Lui reste là, près du feu, la tête courbée, toute la fin de cette nuit diabolique. Des querelles éclatent toujours, des pas titubants passent à la porte du wigwam ; quelquefois ce sont des glapissements de bête. Mais il ne bouge point.

C’est le jour enfin. Il retourne au fort. À deux heures de l’après-midi, un peu après le lever de Montour, la disparition de Lune est signalée. Les hommes s’excitent, partent d’un côté ou de l’autre. Turenne demeure au même endroit, calme. Il fume.

Une expédition s’éloigne et Turenne fume, impassible, immobile. Puis, lorsque tous les engagés sont partis, il se lève à son tour pour aller examiner ses pièges échelonnés sur une longue ligne. Il trouve une mouffette, la patte brisée, toujours vivante ; Turenne casse une grosse branche, et d’un effort de tout son être, il lui brise les reins.

Comme le Bancroche, comme tant d’autres bourgeoys du Nord-Ouest, Nicolas Montour a pris l’habitude de boire ; il s’enivre sans retenue, à la vue de tous, avec laisser-aller, avec impudeur ; et cette ivresse est glacée, sans gaieté ; elle en gêne les témoins. Pas de chansons, pas de bruits ; aucun son ne sort de sa bouche ; un pain sans levain, massif et lourd.

Envers les hommes qui l’entourent, il a aussi adopté une attitude mi-dictatoriale, mi-méprisante. Il les a tous trompés, alors il les méprise tous ; il les a tous à sa merci, alors il ne les estime point. Des guenilles à laver son plancher. Il les hait pour leurs craintes, leur pusillanimité, leurs vices, leurs bassesses qu’il connaît et qu’il a exploités, pour leur manque de ruse et d’habileté.

Montour boit après le départ de Lune, après l’assassinat de son beau-père, après le départ du Cerf et de sa bande pour les territoires du Sud. Puis il reprend son jeu de joueur d’échecs : un pion ici, un pion là ; le premier mouvement entravé, il en exécute un autre.

Mais Louison Turenne est toujours sur ses gardes ; il sait, lui, qu’avec Montour, rien n’est jamais fini ; il peut dépenser des semaines et des mois à tendre un piège.

— Il faut bûcher du bois, lui dit Guillaume d’Eau.

— Mais où est la hache ? lui demande Turenne au bout d’un instant.

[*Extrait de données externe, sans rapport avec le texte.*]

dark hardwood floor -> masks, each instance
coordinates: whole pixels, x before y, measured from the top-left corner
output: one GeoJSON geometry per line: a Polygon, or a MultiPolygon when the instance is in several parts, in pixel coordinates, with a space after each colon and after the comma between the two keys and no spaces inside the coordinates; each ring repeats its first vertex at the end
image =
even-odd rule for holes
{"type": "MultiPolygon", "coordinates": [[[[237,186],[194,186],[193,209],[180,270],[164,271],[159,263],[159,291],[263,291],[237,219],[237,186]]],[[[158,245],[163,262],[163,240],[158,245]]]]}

— Fleur d’Été l’aura laissée dans sa tente à son départ.

Louison Turenne s’y rend ; il soulève la pièce de cuir qui ferme la tente. La hache est bien là ; mais Fleur d’Été aussi, étendue sur des fourrures. Et il comprend que c’est une mise en scène.

Il sort brusquement. Parmi les arbres, il voit se glisser hors d’haleine José Paul, Guillaume d’Eau, d’autres encore. Mystérieusement transmis, des signaux, semble-t-il, les réunissent brusquement en cas d’alarme.

Fleur d’Été est veuve. Montour prend les moyens pour l’empêcher de se remarier et de s’enfuir ; il lui fournit la subsistance, le logement. Car il veut qu’elle soit toujours sur la route de Louison Turenne, qu’elle le rencontre dans les bois, dans la nuit, sur tous les chemins.

Tentation brutale, tentation crue qui ne se voile point, qui ne se déguise point, qui ne s’adoucit point.

Mais lorsque Montour constate qu’il ne peut démoraliser son adversaire, il se retourne du côté des tentations nobles. Car il sait faire appel aux bons aussi bien qu’aux mauvais instincts ; entre eux, il ne fait aucune différence. Qu’importe en effet pourvu qu’il réussisse.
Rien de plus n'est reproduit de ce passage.